Next, we need to set the OpenAI API key. First go to your account, copy it and then set it as shell an environment variable:

export OPENAI_API_KEY=<your_api_key>

Now we are ready to run LFA similar to the previous cases, to train, run the following:

VISUAL_BACKBONE="mocov3"
FEATURES_PATH="saved_features"
DATASET_NAME="ImageNet"
DATASET_PATH=""

python feature_alignment.py --model-type $VISUAL_BACKBONE --beta-procrustes 0.1 \
    --n-iters 800 --save-path $FEATURES_PATH --config config_files/cfg_image.yaml RNG_SEED 1 \
    MODEL.VIZ_BACKBONE ViT-B/16 DATA.DATASET_NAME $DATASET_NAME DATA.DATA_PATH $DATASET_PATH DATA.N_SHOT 16

The above run is for mocov3 backbone, you can change it to run on the other backbones (byol and barlowtwins) and for other datasets.

Unsupervised LFA

To run the unsupervised version of LFA, simple set the flag --unsupervised, the following is an example for ImageNet:

DATASET_PATH=""
FEATURES_PATH="saved_features"

python feature_alignment.py --unsupervised --model-type clip --use-template --five-crop  --n-unsup-iters 5 --n-iters 200 \
     --save-path $FEATURES_PATH --config config_files/cfg_image.yaml RNG_SEED 1 MODEL.VIZ_BACKBONE ViT-B/16 \
    DATA.DATASET_NAME ImageNet DATA.DATA_PATH $DATASET_PATH DATA.N_SHOT 16

Here we apply 5 unsupervised refinement steps, each step for 200. For other datasets, and similar to the previous cases, the number of iterations need to be change for each dataset as in the standard few shot case.

Running Soft-Prompt baselines:

This repo also reproduces the soft-prompting baselines: image soft-prompting: CoOp and CoCoOp and Video Prompting.

To run CoOp:

DATASET_NAME="ImageNet"
DATASET_PATH=""

python train.py --config config_files/cfg_image.yaml RNG_SEED 1 \
    DATA.DATASET_NAME $DATASET_NAME DATA.DATA_PATH $DATASET_PATH DATA.N_SHOT 16

The same options/datasets presented for LFA also apply here. For CoCoOp, simply set MODLE.IMG_CONDITIONING to True:

DATASET_NAME="ImageNet"
DATASET_PATH=""

python train.py --config config_files/cfg_image.yaml RNG_SEED 1 MODEL.FRAME_AGGREGATION mean \
    DATA.DATASET_NAME $DATASET_NAME DATA.DATA_PATH $DATASET_PATH DATA.N_SHOT 16 MODLE.IMG_CONDITIONING True

Note that here, you might need to reduce the batch size to fit the model in the GPU memory?

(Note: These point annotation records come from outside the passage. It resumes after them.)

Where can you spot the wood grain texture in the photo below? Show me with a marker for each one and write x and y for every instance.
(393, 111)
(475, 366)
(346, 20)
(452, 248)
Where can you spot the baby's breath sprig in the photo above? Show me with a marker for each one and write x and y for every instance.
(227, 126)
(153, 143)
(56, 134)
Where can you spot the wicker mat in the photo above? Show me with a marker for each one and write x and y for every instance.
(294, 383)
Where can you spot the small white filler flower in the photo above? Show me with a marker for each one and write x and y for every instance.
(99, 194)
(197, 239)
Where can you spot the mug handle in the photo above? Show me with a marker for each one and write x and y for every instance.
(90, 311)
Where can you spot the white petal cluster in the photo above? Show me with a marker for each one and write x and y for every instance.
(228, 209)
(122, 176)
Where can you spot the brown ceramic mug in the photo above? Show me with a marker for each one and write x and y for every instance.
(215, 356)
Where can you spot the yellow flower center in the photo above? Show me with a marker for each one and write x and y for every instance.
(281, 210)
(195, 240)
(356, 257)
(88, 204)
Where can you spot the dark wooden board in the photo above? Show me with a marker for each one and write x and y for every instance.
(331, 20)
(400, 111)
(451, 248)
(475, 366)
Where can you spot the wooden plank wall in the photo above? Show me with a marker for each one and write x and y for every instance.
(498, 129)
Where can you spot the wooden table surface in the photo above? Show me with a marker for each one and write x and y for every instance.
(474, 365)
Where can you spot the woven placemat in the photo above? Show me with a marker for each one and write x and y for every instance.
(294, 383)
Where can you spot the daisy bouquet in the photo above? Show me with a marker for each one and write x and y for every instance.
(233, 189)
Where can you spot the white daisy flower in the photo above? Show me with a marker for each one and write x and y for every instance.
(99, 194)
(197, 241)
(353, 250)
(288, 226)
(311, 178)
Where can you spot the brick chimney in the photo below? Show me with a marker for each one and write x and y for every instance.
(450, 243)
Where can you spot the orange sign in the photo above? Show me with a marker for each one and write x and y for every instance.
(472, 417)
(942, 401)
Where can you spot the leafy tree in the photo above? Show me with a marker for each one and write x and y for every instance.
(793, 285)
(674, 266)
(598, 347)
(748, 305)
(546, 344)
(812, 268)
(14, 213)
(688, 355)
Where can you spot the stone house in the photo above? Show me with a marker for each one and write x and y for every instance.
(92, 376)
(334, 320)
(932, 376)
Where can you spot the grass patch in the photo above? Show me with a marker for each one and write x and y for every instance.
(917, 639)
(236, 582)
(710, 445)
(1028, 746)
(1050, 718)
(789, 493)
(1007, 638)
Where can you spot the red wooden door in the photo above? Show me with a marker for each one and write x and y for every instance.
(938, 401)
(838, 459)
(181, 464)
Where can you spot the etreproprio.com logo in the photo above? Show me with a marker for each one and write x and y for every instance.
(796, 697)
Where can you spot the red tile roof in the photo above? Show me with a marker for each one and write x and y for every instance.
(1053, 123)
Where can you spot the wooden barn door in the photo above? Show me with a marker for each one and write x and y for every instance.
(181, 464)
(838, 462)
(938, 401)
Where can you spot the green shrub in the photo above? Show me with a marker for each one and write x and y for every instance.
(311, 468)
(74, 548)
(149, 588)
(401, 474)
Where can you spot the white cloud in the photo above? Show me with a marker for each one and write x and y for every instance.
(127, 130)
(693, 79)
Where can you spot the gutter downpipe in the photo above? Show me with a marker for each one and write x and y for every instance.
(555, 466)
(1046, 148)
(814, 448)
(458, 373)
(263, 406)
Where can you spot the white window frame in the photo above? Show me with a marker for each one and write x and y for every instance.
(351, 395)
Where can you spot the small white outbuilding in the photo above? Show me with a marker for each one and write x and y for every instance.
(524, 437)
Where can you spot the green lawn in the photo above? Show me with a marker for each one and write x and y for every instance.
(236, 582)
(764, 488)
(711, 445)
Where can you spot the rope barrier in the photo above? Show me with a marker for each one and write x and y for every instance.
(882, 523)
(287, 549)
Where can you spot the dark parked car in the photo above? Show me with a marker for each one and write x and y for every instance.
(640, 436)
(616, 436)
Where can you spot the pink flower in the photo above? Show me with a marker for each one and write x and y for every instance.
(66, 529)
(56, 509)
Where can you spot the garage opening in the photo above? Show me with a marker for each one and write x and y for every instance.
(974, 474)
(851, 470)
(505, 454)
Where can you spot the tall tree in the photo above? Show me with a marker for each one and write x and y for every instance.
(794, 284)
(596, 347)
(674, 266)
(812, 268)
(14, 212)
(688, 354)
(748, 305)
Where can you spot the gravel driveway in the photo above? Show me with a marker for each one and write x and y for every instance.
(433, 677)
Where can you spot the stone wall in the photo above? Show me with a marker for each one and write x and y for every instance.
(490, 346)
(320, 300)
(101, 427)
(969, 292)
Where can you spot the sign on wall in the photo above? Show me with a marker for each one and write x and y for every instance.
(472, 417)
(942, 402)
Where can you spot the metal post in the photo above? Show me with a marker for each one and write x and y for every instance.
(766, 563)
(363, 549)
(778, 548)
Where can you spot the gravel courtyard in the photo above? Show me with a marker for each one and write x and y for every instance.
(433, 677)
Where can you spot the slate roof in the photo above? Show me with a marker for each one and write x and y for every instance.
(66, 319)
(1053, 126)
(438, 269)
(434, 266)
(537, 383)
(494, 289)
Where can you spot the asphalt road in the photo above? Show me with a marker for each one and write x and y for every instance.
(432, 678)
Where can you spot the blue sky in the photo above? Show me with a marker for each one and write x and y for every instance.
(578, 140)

To run Video prompting with mean over the frames:

DATASET_NAME="UCF101"
DATASET_PATH=""

python train.py --config config_files/cfg_video.yaml RNG_SEED 1 \
    DATA.DATASET_NAME $DATASET_NAME DATA.DATA_PATH $DATASET_PATH DATA.N_SHOT 16

Set DATASET_NAME to either UCF101 and HMDB51 and DATASET_PATH to the path of the folders containing the video per each class for each dataset.

To run with a transformer layer, simply change MODEL.FRAME_AGGREGATION mean to MODEL.FRAME_AGGREGATION transformer_1. Here transformer_1 mean a single transformer layer is added on top of the frozen per-frame features.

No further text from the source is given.